Grant Thornton, in its forensic audit report says that after November 1, 2017, IFIN purchased shares from IL&FS Transportation Networks Ltd (ITNL), IL&FS Energy Development Company and IL&FS Airports Ltd, “which were potentially held as long term investment and funds were provided to them as a consideration”.
Quoting the RBI’s inspection report issued in March 2019, Grant Thornton said that there was significant diminution amounting to Rs 145 crore in the value of investments purchased from ITNL.
“Also, based on our assumptions and calculation, it is noted that there is a diminution in shares amounting to Rs 190 crore in the value of investment purchased from IL&FS Energy Development Company as on March 31, 2018. Further, it was noted that the shares purchased from IL&FS Airports Ltd was not transferred in the name of IFIN till September 2019 and the amount provided by IFIN is recorded in the books as advance for purchase of shares,” the report said.
The data showed that IFIN bought shares in ONGC Tripura Power Company from IL&FS Energy Development Company at Rs 360 crore. It purchased shares in Gujarat Road and Infrastructure Company Ltd and Pipavav Railway Corporation Ltd from ITNL at Rs 207 crore and Rs 54 crore respectively.
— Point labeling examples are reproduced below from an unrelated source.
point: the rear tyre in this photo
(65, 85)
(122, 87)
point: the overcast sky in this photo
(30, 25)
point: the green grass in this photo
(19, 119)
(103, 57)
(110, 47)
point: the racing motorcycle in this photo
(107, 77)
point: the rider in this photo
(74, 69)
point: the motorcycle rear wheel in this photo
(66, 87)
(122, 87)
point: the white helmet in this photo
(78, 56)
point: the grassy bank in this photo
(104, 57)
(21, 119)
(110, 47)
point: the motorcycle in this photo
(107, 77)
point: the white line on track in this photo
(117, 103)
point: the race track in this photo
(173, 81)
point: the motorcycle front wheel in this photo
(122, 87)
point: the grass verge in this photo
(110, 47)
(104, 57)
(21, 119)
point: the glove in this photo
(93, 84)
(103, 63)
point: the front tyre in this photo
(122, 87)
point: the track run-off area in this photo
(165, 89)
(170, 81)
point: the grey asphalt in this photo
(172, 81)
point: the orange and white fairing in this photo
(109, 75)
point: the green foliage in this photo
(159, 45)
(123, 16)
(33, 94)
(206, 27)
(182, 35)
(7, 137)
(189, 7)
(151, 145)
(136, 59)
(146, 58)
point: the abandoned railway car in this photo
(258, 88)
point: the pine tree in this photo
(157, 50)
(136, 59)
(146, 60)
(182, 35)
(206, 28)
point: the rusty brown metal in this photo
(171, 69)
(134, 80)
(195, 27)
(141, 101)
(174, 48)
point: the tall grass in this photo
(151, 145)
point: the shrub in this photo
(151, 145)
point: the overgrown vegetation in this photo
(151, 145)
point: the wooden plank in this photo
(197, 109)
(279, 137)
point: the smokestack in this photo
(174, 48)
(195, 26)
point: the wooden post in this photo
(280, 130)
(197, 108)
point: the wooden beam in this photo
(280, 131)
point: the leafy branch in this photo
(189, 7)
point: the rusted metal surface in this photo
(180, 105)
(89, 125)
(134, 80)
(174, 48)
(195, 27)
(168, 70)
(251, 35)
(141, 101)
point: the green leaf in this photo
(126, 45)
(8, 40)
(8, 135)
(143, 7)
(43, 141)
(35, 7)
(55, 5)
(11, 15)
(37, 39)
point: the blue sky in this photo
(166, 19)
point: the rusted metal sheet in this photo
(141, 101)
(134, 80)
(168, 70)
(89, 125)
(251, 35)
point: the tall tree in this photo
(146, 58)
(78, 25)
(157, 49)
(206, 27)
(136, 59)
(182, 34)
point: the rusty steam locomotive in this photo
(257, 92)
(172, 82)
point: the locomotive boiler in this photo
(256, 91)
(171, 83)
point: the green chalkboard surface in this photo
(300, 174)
IFIN also acquired shares in Bengal Aerotropolis Projects from IL&FS Airports Ltd with an investment of Rs 112 crore.
As per the report, all the mentioned transactions were approved by the investment committee, including Hari Sankaran, Arun Saha, Vibhav Kapoor, Ramesh Bawa and Ramchand Karunakaran, who were then part of IFIN.
“It appears unusual that post November 1, 2017 after RBI restriction on loans, the shares were purchased from IL&FS group companies whose value diminished within four months of purchase. Thus, it appears that it was a transaction in lieu of extending funds to group companies,” it said.